Microsoft's Technology Adoption Program isn't just for huge corporations with thousands of users. Many smaller companies get a chance to participate -- and they're only too happy to get the sort of insider access and extra attention that's typically reserved for the big guys.
John-Mark Tucker, an IT manager at Red Dot Corp. in Seattle, said he was flattered to see a business with 500 employees get invited to the same events on Microsoft's campus in Redmond, Wash., as companies such as Siemens, Texaco Inc. and Hewlett-Packard Co. "When you're in these programs, you actually do have a real effect on the end product," Tucker said.

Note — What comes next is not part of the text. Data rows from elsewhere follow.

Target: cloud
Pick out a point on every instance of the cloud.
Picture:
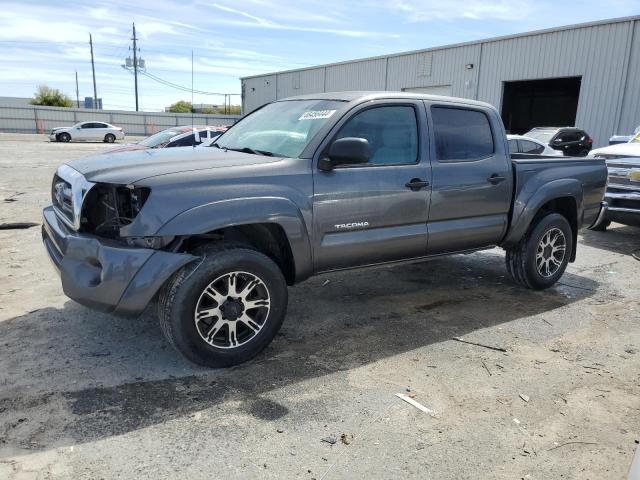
(260, 22)
(430, 10)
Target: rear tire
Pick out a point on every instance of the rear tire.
(225, 309)
(542, 255)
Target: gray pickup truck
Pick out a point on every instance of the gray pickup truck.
(301, 186)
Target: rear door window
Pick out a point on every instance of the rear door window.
(186, 141)
(461, 134)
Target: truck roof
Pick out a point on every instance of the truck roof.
(363, 95)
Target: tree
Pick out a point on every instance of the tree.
(181, 107)
(51, 97)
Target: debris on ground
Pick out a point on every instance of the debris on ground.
(17, 225)
(331, 440)
(499, 349)
(418, 405)
(571, 443)
(346, 439)
(486, 368)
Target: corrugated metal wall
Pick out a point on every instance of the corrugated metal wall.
(36, 119)
(597, 54)
(606, 55)
(630, 109)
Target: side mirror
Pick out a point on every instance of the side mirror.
(347, 151)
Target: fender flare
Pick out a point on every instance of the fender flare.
(244, 211)
(528, 203)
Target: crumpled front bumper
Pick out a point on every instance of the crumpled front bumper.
(106, 275)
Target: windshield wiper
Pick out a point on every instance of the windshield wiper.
(251, 151)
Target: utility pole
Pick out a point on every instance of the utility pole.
(135, 63)
(77, 91)
(93, 69)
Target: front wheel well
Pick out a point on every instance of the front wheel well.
(568, 208)
(267, 238)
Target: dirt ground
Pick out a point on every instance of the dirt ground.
(86, 395)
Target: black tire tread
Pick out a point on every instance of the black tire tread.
(516, 256)
(167, 295)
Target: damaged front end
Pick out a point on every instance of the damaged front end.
(99, 266)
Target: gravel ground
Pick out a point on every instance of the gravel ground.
(86, 395)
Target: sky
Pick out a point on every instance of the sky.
(45, 43)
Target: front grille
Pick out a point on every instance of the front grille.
(62, 197)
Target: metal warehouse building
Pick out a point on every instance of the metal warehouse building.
(586, 75)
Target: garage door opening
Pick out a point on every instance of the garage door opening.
(540, 103)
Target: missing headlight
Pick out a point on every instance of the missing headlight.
(107, 208)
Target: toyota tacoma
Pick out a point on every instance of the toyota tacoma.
(302, 186)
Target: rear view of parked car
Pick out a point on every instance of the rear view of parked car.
(622, 200)
(570, 141)
(617, 139)
(87, 131)
(531, 146)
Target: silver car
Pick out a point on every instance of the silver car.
(87, 131)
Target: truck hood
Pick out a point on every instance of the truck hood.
(131, 167)
(621, 149)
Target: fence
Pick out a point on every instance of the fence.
(37, 119)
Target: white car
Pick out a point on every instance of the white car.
(522, 144)
(619, 150)
(87, 131)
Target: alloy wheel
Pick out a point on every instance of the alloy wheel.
(550, 253)
(232, 309)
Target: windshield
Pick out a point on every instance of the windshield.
(160, 137)
(543, 136)
(283, 129)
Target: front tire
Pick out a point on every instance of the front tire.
(541, 257)
(601, 226)
(225, 309)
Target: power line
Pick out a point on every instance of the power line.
(181, 87)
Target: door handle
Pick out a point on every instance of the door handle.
(495, 179)
(416, 184)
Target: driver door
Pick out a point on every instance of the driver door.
(377, 211)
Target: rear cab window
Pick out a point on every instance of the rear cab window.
(461, 134)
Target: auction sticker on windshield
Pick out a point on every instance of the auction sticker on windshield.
(316, 114)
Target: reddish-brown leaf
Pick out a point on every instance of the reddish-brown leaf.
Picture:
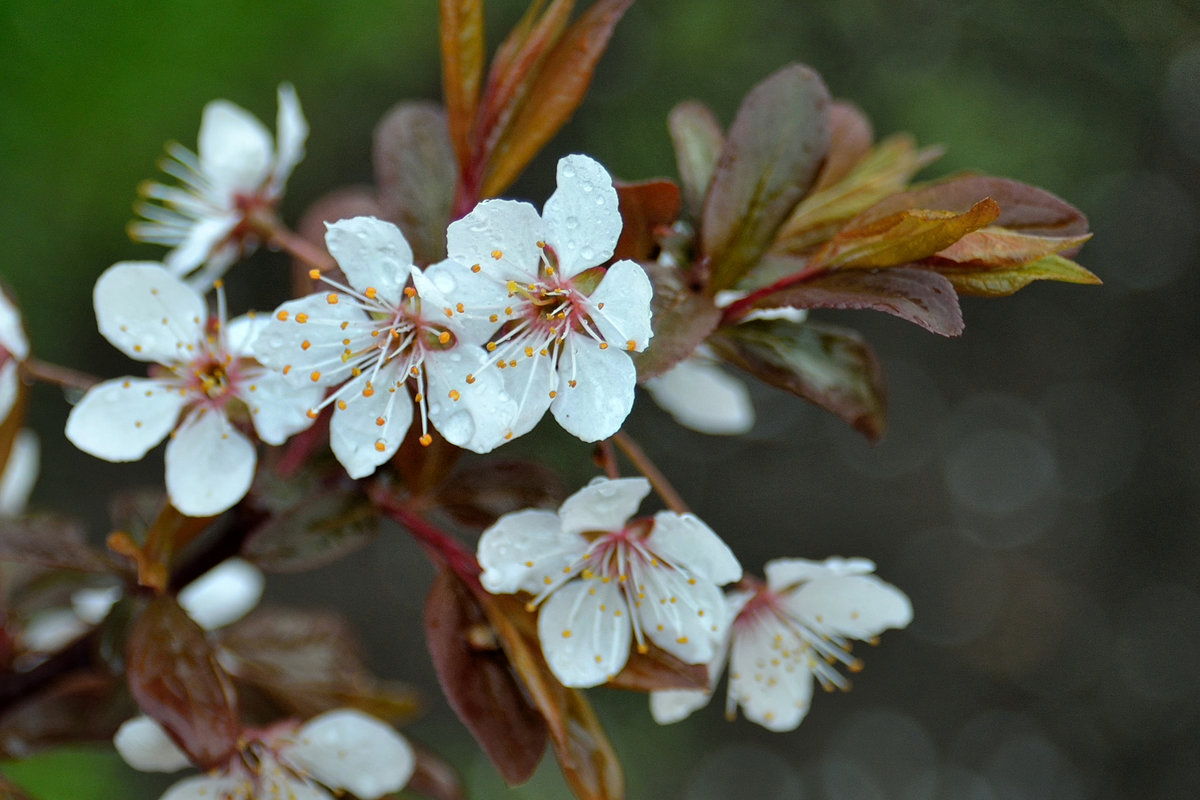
(481, 494)
(768, 163)
(478, 683)
(850, 138)
(174, 677)
(917, 295)
(901, 238)
(555, 94)
(1003, 247)
(657, 669)
(461, 23)
(415, 175)
(833, 367)
(697, 139)
(1023, 208)
(646, 206)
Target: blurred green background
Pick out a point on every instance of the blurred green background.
(1037, 494)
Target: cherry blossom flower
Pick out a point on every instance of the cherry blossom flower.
(13, 349)
(784, 635)
(238, 173)
(373, 336)
(207, 376)
(603, 578)
(558, 325)
(339, 751)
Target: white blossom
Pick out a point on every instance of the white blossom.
(238, 172)
(603, 578)
(391, 325)
(795, 629)
(556, 324)
(207, 372)
(339, 751)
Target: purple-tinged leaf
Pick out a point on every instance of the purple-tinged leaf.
(461, 26)
(646, 208)
(555, 94)
(771, 157)
(919, 296)
(55, 542)
(478, 681)
(850, 139)
(174, 677)
(697, 139)
(479, 495)
(832, 367)
(1023, 208)
(900, 238)
(683, 318)
(415, 175)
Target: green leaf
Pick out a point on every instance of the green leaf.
(900, 238)
(886, 169)
(829, 366)
(556, 91)
(697, 139)
(683, 318)
(174, 677)
(1005, 281)
(917, 295)
(771, 157)
(415, 176)
(1023, 208)
(461, 24)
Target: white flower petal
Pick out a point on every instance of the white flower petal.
(685, 541)
(783, 573)
(223, 595)
(235, 149)
(19, 473)
(582, 218)
(857, 606)
(670, 705)
(526, 551)
(603, 397)
(147, 747)
(203, 245)
(208, 787)
(348, 750)
(305, 337)
(10, 386)
(585, 632)
(372, 254)
(505, 228)
(210, 464)
(12, 334)
(625, 294)
(355, 435)
(123, 419)
(480, 420)
(769, 677)
(703, 397)
(683, 615)
(148, 313)
(604, 504)
(291, 133)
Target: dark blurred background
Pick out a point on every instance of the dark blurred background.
(1037, 492)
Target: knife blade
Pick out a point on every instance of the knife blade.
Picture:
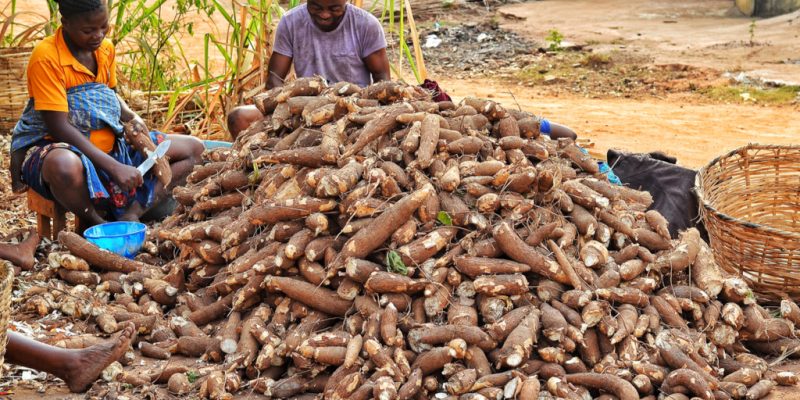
(159, 152)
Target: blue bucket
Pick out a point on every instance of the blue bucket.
(123, 237)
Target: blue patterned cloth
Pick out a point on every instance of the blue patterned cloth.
(92, 106)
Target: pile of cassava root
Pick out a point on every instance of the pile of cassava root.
(371, 243)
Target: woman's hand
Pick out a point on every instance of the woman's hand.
(126, 176)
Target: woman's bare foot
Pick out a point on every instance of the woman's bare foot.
(21, 254)
(89, 363)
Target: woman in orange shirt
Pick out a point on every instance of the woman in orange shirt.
(70, 134)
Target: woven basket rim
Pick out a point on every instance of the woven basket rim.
(698, 187)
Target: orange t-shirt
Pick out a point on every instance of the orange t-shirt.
(52, 70)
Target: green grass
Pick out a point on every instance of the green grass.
(777, 96)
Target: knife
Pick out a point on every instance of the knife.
(159, 152)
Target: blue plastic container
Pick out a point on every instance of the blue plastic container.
(122, 237)
(213, 144)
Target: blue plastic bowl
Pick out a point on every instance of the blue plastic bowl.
(123, 237)
(213, 144)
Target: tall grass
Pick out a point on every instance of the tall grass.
(14, 33)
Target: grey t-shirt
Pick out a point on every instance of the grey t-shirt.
(337, 55)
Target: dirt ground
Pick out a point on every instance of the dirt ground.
(666, 48)
(694, 133)
(707, 36)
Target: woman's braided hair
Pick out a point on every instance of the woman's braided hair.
(68, 8)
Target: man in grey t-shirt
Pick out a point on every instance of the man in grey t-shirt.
(330, 38)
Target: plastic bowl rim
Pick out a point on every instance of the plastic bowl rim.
(143, 229)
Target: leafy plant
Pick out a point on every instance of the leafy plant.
(28, 32)
(554, 37)
(444, 218)
(394, 263)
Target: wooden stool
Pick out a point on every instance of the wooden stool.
(47, 210)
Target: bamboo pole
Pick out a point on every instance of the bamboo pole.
(423, 72)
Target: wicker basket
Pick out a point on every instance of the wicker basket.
(751, 208)
(13, 85)
(6, 283)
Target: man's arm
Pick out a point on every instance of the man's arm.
(62, 130)
(378, 65)
(279, 65)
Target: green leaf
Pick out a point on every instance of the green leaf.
(444, 218)
(395, 264)
(256, 175)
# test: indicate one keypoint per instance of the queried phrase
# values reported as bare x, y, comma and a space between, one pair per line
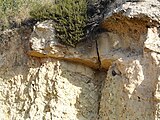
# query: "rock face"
115, 76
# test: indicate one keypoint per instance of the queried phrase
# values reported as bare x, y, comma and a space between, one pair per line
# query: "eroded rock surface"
115, 76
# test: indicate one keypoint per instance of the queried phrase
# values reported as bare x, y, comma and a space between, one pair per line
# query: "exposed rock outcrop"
115, 76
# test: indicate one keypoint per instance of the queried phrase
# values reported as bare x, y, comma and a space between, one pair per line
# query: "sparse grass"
69, 16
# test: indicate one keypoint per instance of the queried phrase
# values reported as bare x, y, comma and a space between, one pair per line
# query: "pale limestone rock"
42, 79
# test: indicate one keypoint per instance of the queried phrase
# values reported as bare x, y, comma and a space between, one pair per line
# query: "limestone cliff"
115, 76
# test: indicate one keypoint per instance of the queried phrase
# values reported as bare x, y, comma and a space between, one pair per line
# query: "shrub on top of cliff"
69, 17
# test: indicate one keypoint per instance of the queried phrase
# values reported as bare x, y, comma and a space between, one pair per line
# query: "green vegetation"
69, 16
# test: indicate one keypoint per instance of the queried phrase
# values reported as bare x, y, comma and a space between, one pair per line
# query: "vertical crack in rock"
99, 59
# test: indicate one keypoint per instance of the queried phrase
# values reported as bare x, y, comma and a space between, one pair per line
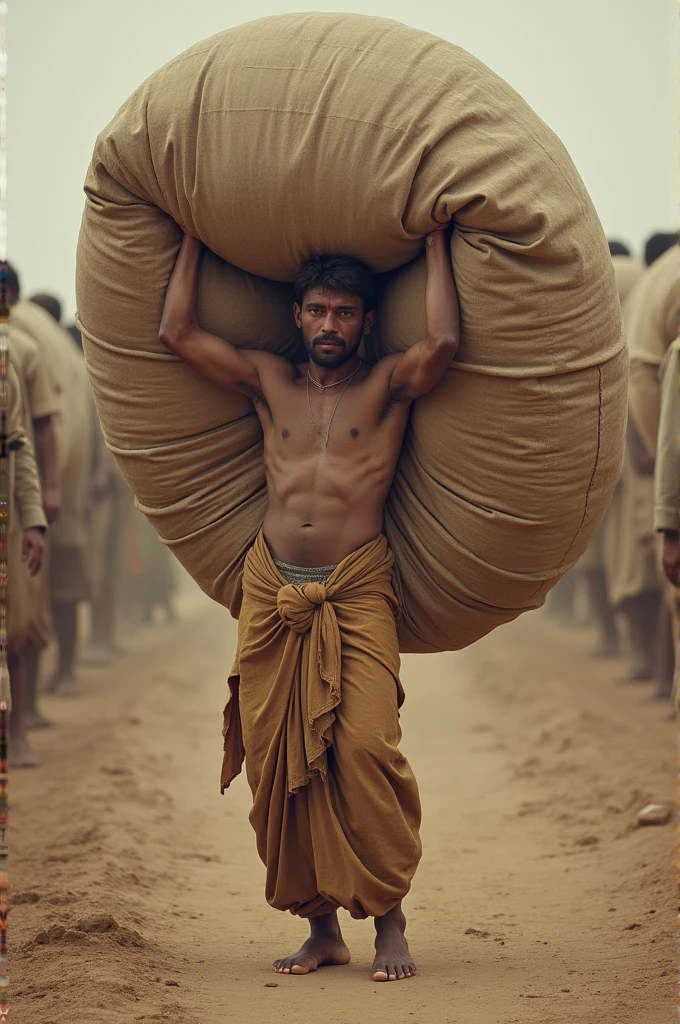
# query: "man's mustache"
328, 337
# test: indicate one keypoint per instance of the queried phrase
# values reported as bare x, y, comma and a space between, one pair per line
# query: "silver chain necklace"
330, 422
322, 387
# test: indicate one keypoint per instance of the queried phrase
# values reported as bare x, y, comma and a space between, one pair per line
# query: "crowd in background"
77, 541
85, 566
626, 583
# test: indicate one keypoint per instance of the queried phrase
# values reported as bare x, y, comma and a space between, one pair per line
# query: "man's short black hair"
9, 283
338, 272
657, 245
619, 249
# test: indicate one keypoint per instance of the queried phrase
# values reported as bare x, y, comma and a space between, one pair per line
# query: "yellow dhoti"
314, 697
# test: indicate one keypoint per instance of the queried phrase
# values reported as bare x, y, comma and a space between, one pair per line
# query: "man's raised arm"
179, 331
424, 365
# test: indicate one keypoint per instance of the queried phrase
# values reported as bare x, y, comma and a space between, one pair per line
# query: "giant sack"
342, 132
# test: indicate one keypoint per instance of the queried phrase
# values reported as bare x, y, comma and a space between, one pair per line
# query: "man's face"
333, 325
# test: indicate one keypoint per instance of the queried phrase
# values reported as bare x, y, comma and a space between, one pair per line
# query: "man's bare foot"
393, 962
62, 686
20, 755
325, 947
35, 720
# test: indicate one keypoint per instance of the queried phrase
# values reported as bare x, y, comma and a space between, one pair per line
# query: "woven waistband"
300, 574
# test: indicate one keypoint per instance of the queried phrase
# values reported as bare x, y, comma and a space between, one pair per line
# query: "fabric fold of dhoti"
313, 709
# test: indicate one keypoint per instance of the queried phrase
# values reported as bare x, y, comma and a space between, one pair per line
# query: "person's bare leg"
325, 947
603, 613
34, 718
65, 617
19, 753
665, 654
638, 614
393, 962
100, 648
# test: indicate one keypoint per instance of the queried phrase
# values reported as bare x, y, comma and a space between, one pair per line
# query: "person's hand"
51, 504
671, 556
33, 549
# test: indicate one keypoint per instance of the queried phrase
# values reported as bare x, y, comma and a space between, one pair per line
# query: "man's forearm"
441, 311
179, 308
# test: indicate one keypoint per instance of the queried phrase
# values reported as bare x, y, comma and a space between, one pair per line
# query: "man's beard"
331, 360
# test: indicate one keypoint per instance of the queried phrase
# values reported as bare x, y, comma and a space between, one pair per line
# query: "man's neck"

Red Dot's initial TAP experience was restricted to the use of a couple machines during the tail end of the testing phase for Windows Server 2003, after a third-party consulting firm recommended the company to Microsoft. The maker of heating and air conditioning systems enjoyed the program so much that it signed on early for the TAP for Windows XP Service Pack 2.
Tucker said Red Dot is participating in TAPs for Windows Vista and its Network Access Protection feature. The company's IT staff is starting with Vista on eight to 10 machines but plans to expand the rollout to about 50 PCs toward the end of this year or early next year, when the next major Vista beta arrives. Within six months of the final release, Red Dot expects to have half of its 170 workstations on Vista, Tucker added.
Ping Inc., a Phoenix-based golf equipment manufacturer that has just under 1,000 employees and about 500 PCs, joined the TAP process for Windows Server 2003 in the fourth quarter of 2002, in connection with a migration from Novell Inc.'s NetWare to Windows for file-and-print, e-mail and application servers.
"Normally, a company our size doesn't have much political pull with a vendor," said David Chacon, a technical services manager at Ping, which is a subsidiary of Karsten Manufacturing Corp. "This gave us a little leverage."
Chacon noted that having consultants from Microsoft and outside firms on hand to help with the shift from NetWare Directory Services to Active Directory was a significant benefit, as Ping's IT staff worked to gain Windows skills. "Going from NetWare to Windows would have been a huge cost for us to bear on our own," he said.
But although Ping will consider participating in future TAPs, it won't be rushing to join the Windows Vista program. "We just need a little bit of a breather," Chacon said. "You have to analyze the opportunity and see how it fits with your business goals."